At this the Disciple laughed. The Consular frowned. He could not understand. Were his words somehow mistaken as jest? Nonetheless, he waited patiently until his pupil replied: “Forgive me, Master. Do you believe because your subjects are trained to see the holy and the spiritual on like terms that they have no spiritual lives independent of your sermons?”

“My son, anarchy and spirituality are not so far apart without faith to bind it all together. Without a hierarchy in religion you have no basis for dictating the proper behavior in any society. Without God, men would cut each other down without discretion or thought. There would be no moral law. And Lord Plato understood that religion was the basis for proper social conduct.”

The Disciple stared into his Master’s eyes. “Lord Plato did not believe in the same God that you do.”

“In his heart, he knew the pagan ways and false gods of his Greek temples were only methods of control until the population was ready for the fruition of the true faith.”

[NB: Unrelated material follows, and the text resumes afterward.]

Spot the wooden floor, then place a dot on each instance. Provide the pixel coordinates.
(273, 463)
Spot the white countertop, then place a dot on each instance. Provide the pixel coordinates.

Even as the Master spoke these words something changed in the pupil. The Disciple knew he could never look upon the face of his teacher the same way again. Now it was the younger who was smiling. “Thank you Master. Finally, I understand the trials of my ancestor.”

The Consular was taken aback. He felt as if his student had gone, and another man was sitting before him—a different man. “My son, I have noticed patterns in your speech. Placements of certain words, tones and use of expressions—are you having any...doubts which you wish to share with me?”

“No Master, no doubts.” The Consular knew these words were true as he heard them. No doubt. The teacher was troubled by these revelations. The pupil continued: “My ancestor had a silly idea. He believed that the only way to save Her was to introduce...anarchy into the populace. The governments condemned him and the armies hunted him. In one of the last entries he wrote, he likened the grip of society to a ball of yarn rolling down a tilted table. The tilt is so slight that one cannot discern it—like a pebble falling into a vast, dark ocean. Eventually, the yarn will either unravel before it falls off the edge or fall off and...die, as he put it. He wanted to speed up the process of unraveling. He thought that society would end when the yarn ran out.”

“What happened instead?” queried the Consular.

“We fell off the edge.”

The Master looked confused. “My student, does the yarn not signify the decay of society?”

“No, Master. The yarn represents the ignorance of humanity.”

“Do you share the convictions of your ancient kin?”

“My ancestors were...misled. We were all misled—told an illusion as if it were truth before we were old enough to discern the difference.”

“What illusion, my son?”

The Disciple smiled again thoughtfully, his expression betraying sincerity with no arrogance. “Faith. I refuse to believe that spirituality and religion are one and the same.”

“Do you love God as your ancestor did?”

“Faith is control. Control depends upon the illusion that faith is reality. I have often heard you speak of guidance and control as if they were the same, Master. You control the cast but the mold is only there because people believe in it—in essence, all your powers exist as puppets and shadows do. You have no real authority, your decrees ring as hollow out across the universe now as they did when She was still living and nurturing us. No, I understand why my ancestor loved God. He did not have a choice—he clung to the deception, feeding off it, defining his whole reality by its demented sway. His mind was a bastion, and the wolves were already inside the keep. There was no hope for him, like so many to this day. But my perspective is different. I do not love God. I reserve my affections for the living and the real.”

“You speak blasphemy, child.”

“That word no longer holds any meaning in my heart.”

“If you persist in this heresy, you must leave us.”

“Yes Master, I will leave. God is not longer my shepherd—God...is the wolf. We are the castle. I must find my own way through the valley of darkness. Farewell, milord. If I see you in Hell, I’ll know we were both mistaken.”